Tracy Betsinger, associate professor of anthropology at State University of New York, Oneonta, who will present the lecture, “Vampires After Dark, at 6:30 p.m. on Thursday, Feb. 26, at Quinnipiac University.
Tracy Betsinger, associate professor of anthropology at State University of New York, Oneonta, will present the lecture “Vampires After Dark” at 6:30 p.m. on Thursday, Feb. 26, in the Carl Hansen Student Center, Room 225, on the Mount Carmel Campus of Quinnipiac University. This event is free and open to the public.
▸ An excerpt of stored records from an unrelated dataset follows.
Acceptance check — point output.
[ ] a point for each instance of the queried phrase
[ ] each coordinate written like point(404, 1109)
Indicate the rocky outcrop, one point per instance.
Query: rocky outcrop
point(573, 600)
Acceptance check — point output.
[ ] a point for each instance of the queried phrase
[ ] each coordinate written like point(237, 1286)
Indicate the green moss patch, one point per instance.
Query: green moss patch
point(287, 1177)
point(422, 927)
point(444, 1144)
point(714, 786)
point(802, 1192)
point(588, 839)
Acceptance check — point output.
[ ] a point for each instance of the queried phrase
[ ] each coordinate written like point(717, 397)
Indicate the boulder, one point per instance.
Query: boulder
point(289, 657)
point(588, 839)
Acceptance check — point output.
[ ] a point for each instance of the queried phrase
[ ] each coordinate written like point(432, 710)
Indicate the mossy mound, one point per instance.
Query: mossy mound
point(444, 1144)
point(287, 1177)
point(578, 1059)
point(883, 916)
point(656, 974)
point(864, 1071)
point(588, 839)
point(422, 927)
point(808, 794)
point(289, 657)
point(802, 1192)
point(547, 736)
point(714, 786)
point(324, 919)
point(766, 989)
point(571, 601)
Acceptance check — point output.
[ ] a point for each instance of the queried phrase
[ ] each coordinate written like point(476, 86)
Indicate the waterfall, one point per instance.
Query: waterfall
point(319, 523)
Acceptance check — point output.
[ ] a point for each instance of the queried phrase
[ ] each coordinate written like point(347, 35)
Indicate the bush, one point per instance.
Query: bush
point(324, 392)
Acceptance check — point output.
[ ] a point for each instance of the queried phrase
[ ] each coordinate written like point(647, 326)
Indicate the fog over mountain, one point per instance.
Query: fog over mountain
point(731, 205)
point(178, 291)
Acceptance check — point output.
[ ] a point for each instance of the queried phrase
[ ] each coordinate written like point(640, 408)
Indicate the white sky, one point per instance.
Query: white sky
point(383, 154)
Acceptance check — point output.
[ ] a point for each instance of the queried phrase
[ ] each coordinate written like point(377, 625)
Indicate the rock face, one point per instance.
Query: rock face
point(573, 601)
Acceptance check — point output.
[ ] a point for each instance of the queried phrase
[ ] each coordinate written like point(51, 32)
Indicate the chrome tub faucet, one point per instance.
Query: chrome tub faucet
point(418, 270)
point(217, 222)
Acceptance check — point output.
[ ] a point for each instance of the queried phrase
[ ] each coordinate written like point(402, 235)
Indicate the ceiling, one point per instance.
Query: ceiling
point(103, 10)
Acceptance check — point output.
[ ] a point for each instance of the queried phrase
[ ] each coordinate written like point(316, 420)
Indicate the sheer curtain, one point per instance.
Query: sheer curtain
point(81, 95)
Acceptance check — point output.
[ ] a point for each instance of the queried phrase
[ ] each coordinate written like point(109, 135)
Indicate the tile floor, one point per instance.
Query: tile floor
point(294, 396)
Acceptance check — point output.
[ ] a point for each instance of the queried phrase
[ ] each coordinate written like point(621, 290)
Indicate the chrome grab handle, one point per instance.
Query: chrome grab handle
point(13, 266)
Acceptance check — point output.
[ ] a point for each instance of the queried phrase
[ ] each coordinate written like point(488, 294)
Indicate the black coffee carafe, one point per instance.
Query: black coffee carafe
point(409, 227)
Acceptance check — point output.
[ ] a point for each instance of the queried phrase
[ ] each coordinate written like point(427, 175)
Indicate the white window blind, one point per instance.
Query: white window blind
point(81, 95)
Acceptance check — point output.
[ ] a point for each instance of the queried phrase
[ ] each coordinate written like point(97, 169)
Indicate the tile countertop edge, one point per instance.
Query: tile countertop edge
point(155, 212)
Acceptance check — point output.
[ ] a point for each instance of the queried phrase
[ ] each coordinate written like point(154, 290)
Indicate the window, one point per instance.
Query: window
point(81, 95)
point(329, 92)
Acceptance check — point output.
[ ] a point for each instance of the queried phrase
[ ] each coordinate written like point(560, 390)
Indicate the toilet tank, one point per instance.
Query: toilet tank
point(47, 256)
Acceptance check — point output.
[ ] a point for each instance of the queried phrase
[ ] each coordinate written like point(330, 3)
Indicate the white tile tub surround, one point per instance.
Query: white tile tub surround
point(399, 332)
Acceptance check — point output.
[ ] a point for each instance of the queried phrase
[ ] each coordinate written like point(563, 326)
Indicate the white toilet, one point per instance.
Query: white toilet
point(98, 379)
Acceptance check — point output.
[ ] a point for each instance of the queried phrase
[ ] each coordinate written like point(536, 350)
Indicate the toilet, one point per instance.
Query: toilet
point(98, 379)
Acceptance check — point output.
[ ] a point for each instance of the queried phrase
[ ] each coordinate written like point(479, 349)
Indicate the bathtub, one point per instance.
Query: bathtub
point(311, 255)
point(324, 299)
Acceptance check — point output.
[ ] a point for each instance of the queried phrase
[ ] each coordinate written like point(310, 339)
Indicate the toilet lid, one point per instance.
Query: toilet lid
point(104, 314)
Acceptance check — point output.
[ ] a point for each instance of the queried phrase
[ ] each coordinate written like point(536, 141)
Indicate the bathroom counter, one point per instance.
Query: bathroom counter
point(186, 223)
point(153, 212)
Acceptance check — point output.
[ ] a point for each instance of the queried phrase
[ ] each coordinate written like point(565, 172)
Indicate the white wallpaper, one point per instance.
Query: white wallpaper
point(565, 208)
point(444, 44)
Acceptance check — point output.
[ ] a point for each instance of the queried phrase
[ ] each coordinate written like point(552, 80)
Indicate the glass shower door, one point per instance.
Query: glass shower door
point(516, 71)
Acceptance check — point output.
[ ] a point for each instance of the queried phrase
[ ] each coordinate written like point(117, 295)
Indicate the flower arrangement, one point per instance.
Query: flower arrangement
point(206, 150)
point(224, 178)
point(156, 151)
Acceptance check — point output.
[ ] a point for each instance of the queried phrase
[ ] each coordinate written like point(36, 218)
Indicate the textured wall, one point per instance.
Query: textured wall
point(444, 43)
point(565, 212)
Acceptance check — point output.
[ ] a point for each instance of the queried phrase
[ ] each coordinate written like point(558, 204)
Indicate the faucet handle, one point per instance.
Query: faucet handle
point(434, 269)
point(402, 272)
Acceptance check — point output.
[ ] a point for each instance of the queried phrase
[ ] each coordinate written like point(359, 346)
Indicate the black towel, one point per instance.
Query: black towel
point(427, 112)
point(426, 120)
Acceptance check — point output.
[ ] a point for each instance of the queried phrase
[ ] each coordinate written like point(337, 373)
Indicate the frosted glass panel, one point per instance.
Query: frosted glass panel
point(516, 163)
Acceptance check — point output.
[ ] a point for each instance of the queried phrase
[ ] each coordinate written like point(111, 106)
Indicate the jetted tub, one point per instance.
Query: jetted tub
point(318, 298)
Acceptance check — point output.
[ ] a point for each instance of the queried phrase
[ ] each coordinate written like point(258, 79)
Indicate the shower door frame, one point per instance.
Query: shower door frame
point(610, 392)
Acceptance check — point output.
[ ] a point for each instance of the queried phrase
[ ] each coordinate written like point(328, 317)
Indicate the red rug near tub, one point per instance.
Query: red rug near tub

Betsinger studies human skeletons to learn more about how people lived in the past. During her lecture, she will discuss her research on the human skeletons of six individuals from Poland who were buried in ways to prevent their reanimation because community members believed they were vampires. Five of the skeletons had sickles placed around their necks or abdomen so that their heads or torsos would be cut off if they tried to sit up. Two of the skeletons had large rocks placed beneath their chins to prevent them from biting or feeding upon others.
Betsinger’s research interests include bioarchaeology, paleopathology and how culture, including factors such as gender and social status, affects health. Currently, her research focuses on medieval and post-medieval skeletal collections in Poland, as well as prehistoric skeletons from eastern Tennessee.
She earned her Ph.D. at Ohio State University, where she also worked with the Global History of Health Project, which focuses on the history of human health in Europe from the late Paleolithic era to the early 20th century.